News Release

Tuning the interfacial properties of 2D heterophases though tilt-angles

Peer-Reviewed Publication

Science China Press


image: (a) The atomic structure of a 1T'/2H-MoTe2 phase boundary with a tilt angle of &theta;=23°. (b) The energy shift of plasmon EELS at phase boundaries with various tilt angles. For largely tilted phase boundaries (5°<&theta;<55°), the energy shifts are more pronounced. view more 

Credit: ©Science China Press

Although the 2D semiconductor transistors keep the promise for future nanoelectronics, their applications are severely limited by the large contact resistance from the Schottky barrier between the deposited metal electrode and 2D semiconductor interface in the short-channel electronics for scaling integrated circuits. For now, to meet the requirements of ITRS (International Technology Roadmap for Semiconductors) 22-nm-node for the contact resistance, the heterophase engineering (such as 1T/2H-MoS2 and 1T'/2H-MoTe2) that substantially reduces the contact resistance seems to be the only solution. Therefore, in the past a few years, tremendous efforts have been made in the 2D phase engineering to achieve low-resistance contacts with 2D semiconductors for high-performance short-channel devices.

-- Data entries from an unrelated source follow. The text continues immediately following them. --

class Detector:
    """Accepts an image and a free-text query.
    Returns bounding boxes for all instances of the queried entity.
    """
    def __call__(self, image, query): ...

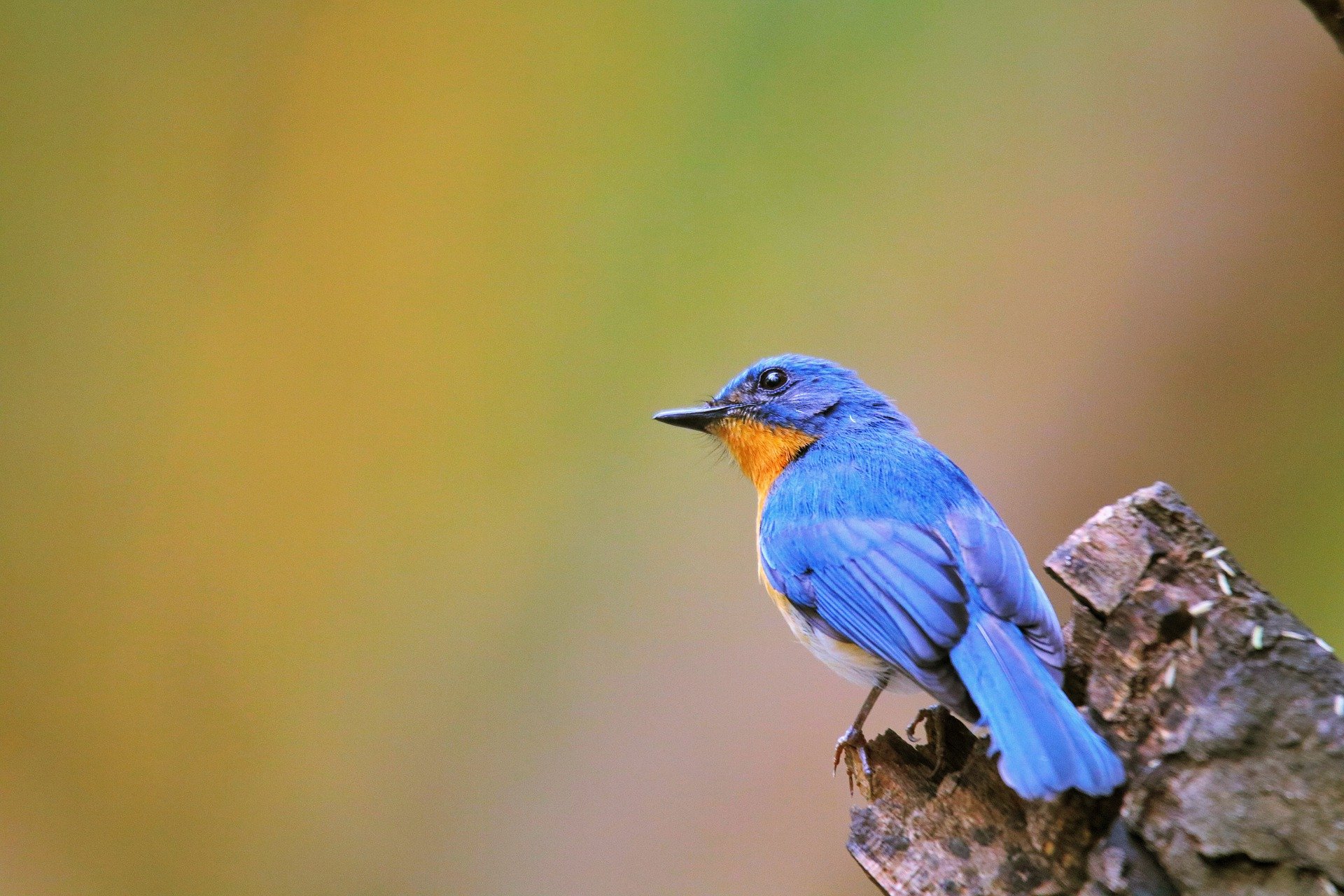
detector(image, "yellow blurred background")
[0,0,1344,896]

It is well known that the contact properties of such a metal-semiconductor TMDs phase boundaries are determined by their atomic structure, such as the nature of interface bonds and the relative orientation between metallic and semiconducting phases. In order to optimize the interfacial contact properties of 2D semiconductors, it is a prerequisite to understand the correlation between their characteristics and structures.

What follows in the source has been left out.